Update on My Eyes (Stupidity Included)

I’m on my third bottle of the RP eye formula. My eyes have not changed (a good thing in RP) except for something that had nothing to do with the drops. It had to do with stubbornness and stupidity. I was trying to do an audio book of Steady Hedy, reading it myself off my computer screen with the type just the right font and size, the paragraphs broken into short segments, and the sentences in line-breaks like poetry to help me get the emphasis right. It was grueling. Even after practicing each short segment several times before starting the recording, I made many errors. I continued on for probably two hours, keeping my eyes open wide and turning my head to make the words focus. In the end, I was exhausted, my nervous system stressed, and my eyes fried. Dan worked for an hour to try to put the recorded fragments together in a smooth, natural-sounding flow. He did it, but he said it was too much work for both of us. No way were we going to record the audio book ourselves.

Since then, my eyes have remained at the level of sight that they were at the end of my time trying to read. Picture looking through a sheet of transparent, gold-colored plastic. I also have extreme sensitivity to light and can’t look long at the computer screen, even at the darkest setting. That’s what that long-staring did for me.

My eye doctors have all told me that looking at the computer screen will not hurt my eyes. I’ve asked several times (I’ve had several doctors) to make sure, because it felt to me as if I didn’t see as well after working on my writing for an hour or two. But the doctors always assured me that it was okay. And after a day or two, my sight would return to “normal” (for me). So far, this time my eyes have not returned to normal.

Meanwhile, an RP friend sent me a report from a researcher who is treating eye diseases with an injection (ugh). I learned very important facts about eyes from that article. It said that seeing creates waste products in the eye (probably the way muscle movement creates lactic acid in the muscles) but the diseased retina cannot clear the waste products that occur from processing light because of reduced oxygen to the eye. The unprocessed waste causes further deterioration to the eye.

Bright light is one thing that causes more waste products because the eye has to work harder to process light. Well, that explains a lot. I think if I’d known that, I wouldn’t have been as stubborn about trying to make the audio book recording.

I’ve been careless about wearing dark glasses and a hat, thinking that sunlight would be good for my eyes.
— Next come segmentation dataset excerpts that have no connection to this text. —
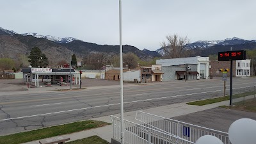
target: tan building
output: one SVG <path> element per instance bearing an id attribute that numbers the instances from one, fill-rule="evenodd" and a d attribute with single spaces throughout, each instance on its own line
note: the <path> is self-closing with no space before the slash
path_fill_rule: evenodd
<path id="1" fill-rule="evenodd" d="M 120 70 L 109 70 L 106 71 L 105 79 L 111 81 L 119 81 Z"/>

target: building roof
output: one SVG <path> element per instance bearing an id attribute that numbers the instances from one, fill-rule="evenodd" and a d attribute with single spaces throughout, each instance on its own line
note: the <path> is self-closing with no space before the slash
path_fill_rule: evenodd
<path id="1" fill-rule="evenodd" d="M 186 73 L 186 71 L 176 71 L 177 74 L 179 75 L 184 75 Z"/>
<path id="2" fill-rule="evenodd" d="M 23 68 L 21 70 L 21 72 L 23 73 L 29 73 L 31 72 L 31 68 Z M 74 72 L 75 70 L 73 68 L 71 69 L 71 72 Z M 52 68 L 51 72 L 70 72 L 70 68 Z"/>
<path id="3" fill-rule="evenodd" d="M 164 72 L 161 70 L 152 70 L 152 72 L 154 74 L 164 74 Z"/>

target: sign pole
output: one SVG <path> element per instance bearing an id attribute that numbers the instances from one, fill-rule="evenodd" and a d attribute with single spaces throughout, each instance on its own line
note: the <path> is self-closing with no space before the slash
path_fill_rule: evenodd
<path id="1" fill-rule="evenodd" d="M 79 78 L 80 78 L 80 80 L 79 80 L 79 85 L 80 85 L 80 89 L 81 88 L 81 66 L 79 67 Z"/>
<path id="2" fill-rule="evenodd" d="M 229 105 L 232 105 L 232 82 L 233 82 L 233 60 L 230 61 L 230 99 L 229 99 Z"/>
<path id="3" fill-rule="evenodd" d="M 224 81 L 224 99 L 226 97 L 226 81 Z"/>

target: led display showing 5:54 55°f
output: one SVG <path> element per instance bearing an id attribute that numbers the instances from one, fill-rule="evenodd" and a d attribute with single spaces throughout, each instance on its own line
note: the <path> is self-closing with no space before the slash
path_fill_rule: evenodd
<path id="1" fill-rule="evenodd" d="M 246 60 L 246 51 L 219 52 L 219 61 L 244 60 Z"/>

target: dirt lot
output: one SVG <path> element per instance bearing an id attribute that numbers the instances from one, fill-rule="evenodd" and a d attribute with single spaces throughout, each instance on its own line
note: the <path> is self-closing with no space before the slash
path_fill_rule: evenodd
<path id="1" fill-rule="evenodd" d="M 83 79 L 82 87 L 92 87 L 92 86 L 110 86 L 110 85 L 119 85 L 120 81 L 108 81 L 105 79 Z M 35 84 L 35 83 L 33 83 Z M 132 84 L 131 83 L 124 83 L 124 84 Z M 41 85 L 41 84 L 40 84 Z M 53 84 L 54 85 L 54 84 Z M 74 85 L 77 88 L 79 85 Z M 44 87 L 47 89 L 47 88 Z M 63 89 L 65 87 L 57 86 L 54 87 L 55 89 Z M 29 90 L 31 88 L 29 88 Z M 48 89 L 52 89 L 49 88 Z M 22 79 L 0 79 L 0 92 L 8 92 L 15 91 L 25 91 L 28 90 L 27 86 L 22 83 Z"/>
<path id="2" fill-rule="evenodd" d="M 0 79 L 0 92 L 28 90 L 24 86 L 22 79 Z"/>
<path id="3" fill-rule="evenodd" d="M 99 79 L 82 79 L 83 87 L 92 87 L 98 86 L 109 86 L 109 85 L 119 85 L 120 81 L 109 81 Z M 124 84 L 132 84 L 131 83 L 124 83 Z M 79 87 L 79 85 L 77 85 Z"/>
So now I’m being diligent to do both and I’m spending shorter periods looking at my computer screen, though sensitivity to glare has now made it much more uncomfortable, and that’s a good deterrent.
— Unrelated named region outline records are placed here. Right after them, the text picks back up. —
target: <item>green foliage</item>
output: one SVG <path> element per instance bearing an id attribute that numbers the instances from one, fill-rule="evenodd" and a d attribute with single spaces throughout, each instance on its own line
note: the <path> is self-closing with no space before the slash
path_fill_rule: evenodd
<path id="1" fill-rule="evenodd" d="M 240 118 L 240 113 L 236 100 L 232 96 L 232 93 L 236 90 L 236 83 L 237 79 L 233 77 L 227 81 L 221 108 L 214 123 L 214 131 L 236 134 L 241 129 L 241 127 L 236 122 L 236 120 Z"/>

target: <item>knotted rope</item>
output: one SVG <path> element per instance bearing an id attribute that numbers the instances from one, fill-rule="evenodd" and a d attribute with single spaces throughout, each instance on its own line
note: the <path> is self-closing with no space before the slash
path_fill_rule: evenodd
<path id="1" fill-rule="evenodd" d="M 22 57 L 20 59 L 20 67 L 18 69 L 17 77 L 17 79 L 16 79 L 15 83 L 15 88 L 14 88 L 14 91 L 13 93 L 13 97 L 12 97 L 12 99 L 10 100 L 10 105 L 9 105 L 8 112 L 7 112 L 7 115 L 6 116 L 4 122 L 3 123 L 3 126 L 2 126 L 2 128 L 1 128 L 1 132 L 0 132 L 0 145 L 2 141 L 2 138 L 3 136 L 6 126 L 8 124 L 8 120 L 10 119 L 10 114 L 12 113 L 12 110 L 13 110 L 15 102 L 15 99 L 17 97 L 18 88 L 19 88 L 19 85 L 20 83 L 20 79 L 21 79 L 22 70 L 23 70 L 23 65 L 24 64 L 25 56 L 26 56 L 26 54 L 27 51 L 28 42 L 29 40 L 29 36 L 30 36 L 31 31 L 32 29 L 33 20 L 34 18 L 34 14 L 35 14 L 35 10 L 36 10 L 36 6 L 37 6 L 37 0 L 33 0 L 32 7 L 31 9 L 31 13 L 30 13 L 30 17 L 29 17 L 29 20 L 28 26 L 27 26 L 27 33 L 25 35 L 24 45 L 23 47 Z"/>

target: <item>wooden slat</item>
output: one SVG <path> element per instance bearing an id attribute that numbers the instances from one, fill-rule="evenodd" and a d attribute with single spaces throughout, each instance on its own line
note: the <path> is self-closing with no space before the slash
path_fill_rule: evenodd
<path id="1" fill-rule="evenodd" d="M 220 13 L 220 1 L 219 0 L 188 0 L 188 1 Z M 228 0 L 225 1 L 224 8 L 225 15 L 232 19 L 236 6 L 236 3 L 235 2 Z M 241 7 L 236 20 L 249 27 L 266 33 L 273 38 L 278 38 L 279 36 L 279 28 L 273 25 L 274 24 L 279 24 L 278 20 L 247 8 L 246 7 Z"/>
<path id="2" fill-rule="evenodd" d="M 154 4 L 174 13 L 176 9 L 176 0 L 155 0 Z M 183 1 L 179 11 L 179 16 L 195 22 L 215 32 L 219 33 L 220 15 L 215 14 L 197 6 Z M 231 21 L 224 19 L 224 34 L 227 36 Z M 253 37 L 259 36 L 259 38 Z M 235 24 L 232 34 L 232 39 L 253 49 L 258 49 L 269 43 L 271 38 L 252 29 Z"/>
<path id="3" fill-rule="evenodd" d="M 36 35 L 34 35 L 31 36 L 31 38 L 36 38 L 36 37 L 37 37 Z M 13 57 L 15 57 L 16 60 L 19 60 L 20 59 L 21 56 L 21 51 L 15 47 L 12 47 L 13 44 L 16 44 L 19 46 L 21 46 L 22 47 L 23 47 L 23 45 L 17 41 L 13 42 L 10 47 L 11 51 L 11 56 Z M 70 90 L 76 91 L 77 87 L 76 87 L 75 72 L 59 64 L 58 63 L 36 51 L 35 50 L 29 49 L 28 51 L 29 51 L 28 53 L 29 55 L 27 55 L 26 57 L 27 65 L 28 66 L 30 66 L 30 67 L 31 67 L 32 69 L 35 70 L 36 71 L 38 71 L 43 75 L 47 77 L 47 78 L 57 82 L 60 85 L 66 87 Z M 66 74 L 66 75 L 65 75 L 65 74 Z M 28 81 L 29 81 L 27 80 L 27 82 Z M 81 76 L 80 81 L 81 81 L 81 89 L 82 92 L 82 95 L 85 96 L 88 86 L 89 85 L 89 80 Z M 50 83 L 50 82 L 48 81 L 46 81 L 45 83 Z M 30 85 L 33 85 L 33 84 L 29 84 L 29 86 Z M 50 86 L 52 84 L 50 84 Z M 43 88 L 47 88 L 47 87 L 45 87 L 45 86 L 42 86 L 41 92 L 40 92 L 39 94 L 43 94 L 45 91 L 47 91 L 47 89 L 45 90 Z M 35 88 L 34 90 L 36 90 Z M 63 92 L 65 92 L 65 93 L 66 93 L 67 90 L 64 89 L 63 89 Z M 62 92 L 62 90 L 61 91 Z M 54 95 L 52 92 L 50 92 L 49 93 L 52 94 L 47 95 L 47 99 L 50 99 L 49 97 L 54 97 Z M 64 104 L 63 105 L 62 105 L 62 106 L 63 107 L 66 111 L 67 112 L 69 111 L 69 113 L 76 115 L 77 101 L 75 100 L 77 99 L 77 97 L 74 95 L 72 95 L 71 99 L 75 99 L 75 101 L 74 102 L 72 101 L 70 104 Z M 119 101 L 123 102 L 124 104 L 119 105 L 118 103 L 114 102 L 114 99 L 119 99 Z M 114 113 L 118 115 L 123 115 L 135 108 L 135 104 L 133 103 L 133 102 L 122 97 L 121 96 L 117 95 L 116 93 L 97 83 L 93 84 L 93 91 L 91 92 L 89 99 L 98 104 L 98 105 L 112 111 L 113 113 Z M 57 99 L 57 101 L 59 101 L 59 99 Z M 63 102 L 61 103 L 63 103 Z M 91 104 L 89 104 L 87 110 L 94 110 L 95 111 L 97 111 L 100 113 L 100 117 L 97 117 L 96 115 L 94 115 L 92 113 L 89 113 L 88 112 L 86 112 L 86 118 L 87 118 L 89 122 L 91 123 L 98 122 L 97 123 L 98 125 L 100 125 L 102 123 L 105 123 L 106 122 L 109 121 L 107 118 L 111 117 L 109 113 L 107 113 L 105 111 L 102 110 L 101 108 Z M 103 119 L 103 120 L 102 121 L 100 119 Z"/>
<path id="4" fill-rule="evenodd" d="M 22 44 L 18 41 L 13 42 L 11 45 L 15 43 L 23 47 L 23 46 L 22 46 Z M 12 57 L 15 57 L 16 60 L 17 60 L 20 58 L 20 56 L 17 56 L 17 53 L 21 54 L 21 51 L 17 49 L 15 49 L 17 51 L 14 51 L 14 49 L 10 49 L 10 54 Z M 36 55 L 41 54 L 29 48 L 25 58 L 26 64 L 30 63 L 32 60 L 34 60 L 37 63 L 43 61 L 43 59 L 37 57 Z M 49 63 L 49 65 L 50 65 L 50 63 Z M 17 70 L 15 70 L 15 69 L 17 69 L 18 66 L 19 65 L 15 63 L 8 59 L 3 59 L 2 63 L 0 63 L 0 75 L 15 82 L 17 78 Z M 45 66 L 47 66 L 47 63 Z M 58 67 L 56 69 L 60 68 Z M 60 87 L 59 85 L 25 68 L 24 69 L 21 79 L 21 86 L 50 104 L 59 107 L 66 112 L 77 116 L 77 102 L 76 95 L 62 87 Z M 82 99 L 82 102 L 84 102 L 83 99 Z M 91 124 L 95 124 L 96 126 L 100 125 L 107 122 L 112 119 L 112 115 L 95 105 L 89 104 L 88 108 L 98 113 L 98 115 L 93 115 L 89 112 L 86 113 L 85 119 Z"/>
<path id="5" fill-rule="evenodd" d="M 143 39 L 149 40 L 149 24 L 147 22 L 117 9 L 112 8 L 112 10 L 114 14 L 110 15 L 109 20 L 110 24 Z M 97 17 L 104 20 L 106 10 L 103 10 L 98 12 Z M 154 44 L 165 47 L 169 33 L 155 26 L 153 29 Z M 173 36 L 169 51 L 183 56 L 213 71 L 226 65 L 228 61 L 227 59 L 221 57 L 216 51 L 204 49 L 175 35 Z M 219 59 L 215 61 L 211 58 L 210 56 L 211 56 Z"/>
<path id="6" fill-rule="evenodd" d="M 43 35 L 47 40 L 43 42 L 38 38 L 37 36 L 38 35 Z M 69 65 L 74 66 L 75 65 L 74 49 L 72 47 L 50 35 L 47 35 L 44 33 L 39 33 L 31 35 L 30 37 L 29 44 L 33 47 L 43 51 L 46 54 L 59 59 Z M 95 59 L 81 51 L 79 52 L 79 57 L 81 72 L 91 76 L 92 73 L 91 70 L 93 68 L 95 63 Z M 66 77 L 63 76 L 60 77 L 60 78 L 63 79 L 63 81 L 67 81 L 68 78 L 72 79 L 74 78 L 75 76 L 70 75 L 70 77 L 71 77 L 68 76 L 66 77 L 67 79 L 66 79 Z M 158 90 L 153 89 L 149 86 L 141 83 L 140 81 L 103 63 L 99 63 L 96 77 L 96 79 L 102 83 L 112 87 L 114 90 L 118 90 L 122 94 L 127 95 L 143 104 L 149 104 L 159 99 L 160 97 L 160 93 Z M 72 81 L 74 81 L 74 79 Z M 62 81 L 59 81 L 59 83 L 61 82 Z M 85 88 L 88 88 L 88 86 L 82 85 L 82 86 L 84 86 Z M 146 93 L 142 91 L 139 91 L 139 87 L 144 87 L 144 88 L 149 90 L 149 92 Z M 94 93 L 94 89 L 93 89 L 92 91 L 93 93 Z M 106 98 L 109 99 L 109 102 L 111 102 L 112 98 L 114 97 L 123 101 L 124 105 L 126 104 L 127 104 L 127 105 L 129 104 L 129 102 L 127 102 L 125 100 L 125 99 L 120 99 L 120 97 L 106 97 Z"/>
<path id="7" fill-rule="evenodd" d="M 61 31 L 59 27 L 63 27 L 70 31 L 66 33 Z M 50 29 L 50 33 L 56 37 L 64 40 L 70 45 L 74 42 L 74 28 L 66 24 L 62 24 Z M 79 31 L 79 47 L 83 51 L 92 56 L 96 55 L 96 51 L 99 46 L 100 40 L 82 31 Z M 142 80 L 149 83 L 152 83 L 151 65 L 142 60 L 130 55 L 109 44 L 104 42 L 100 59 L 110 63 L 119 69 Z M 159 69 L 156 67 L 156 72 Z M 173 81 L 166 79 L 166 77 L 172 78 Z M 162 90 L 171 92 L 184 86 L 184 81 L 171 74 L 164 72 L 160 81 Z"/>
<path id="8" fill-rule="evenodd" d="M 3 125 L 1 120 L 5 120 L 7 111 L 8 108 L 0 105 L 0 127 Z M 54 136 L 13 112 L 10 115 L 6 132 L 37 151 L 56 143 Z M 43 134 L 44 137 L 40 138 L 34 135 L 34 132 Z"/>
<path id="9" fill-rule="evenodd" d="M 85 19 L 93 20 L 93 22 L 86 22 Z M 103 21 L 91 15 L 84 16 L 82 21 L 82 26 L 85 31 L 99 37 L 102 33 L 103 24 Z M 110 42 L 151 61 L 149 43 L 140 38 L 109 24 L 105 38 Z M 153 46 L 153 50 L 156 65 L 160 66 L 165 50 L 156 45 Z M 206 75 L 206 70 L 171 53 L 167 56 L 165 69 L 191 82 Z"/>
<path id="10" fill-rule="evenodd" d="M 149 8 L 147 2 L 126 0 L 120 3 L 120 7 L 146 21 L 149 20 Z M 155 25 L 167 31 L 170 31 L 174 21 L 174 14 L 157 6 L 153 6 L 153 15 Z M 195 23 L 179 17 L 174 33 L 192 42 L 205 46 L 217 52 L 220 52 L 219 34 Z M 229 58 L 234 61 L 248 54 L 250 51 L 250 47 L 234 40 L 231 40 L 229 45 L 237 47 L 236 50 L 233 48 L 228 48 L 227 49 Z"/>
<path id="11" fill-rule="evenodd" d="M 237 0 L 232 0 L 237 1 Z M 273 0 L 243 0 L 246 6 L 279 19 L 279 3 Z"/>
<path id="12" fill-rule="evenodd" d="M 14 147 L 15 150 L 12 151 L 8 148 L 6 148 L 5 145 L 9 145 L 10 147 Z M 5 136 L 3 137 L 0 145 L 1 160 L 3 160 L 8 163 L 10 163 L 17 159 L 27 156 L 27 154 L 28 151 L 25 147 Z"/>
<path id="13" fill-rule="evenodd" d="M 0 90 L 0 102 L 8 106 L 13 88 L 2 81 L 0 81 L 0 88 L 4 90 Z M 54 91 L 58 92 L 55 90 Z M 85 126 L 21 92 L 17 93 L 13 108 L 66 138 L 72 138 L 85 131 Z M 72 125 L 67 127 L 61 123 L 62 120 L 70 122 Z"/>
I did “burn” my eyes one other time—it was on the eleventh edit of Steady Hedy. The golden light and pain upon viewing my screen remained a problem for a few months, but then the symptoms subsided. I suppose it took that long for my eyes to process the waste. The RP friend suggested that perhaps a reason the RP drops might be effective is if they help the eye process the waste. I will let you know if I recover faster than last time. Meanwhile, I see gold—and sand. I forgot to mention the sand.

Meanwhile, I’m taking the warning to heart. I know the physiology. I’m convinced it IS detrimental to my eyes to look at the computer screen for long periods of time and I’m taking care to shut my eyes when I don’t need to be seeing (such as when I’m listening to my email). I’m treating my eyes with microcurrent (my father’s invention, so of course I didn’t think to use it) and doing my best to keep my general stress level down.

I hope this information will help you take better care of your eyes too. Sight is precious. I’m grateful that I can still see even though everything is gold right now.


  1. Judy Stout

    May 4, 2011 - 5:09 AM

    Thank you for teaching me about light-sensitivity. My eyes prefer less light instinctively and have for years. I use photo-sensitive lenses in my glasses and this helps a lot. I try to sit with my back to a window if I have a choice. This is more restful for my eyes. I try to protect my hearing as well. If there is a really loud noise somewhere I simply do what I can to avoid it. I can better understand now why I need this protection. Judy

    • Carolyn Wing Greenlee

      May 4, 2011 - 9:25 AM

      You’re wise to listen to your body, Judy. For so many years I simply barged on through, bearing the glare if I forgot my dark glasses, not wanting to inconvenience someone by changing places at the restaurant so I’d face away from the window. The problem with waste in the eyes applies to everyone, not just those with RP. Macular Degeneration is another condition that is helped with the injections, so anti-oxidents and being mindful of bright light would be helpful to those with that eye problem as well. I hadn’t thought about protecting my hearing. Good thinking! Thanks for passing on your helpful thoughts.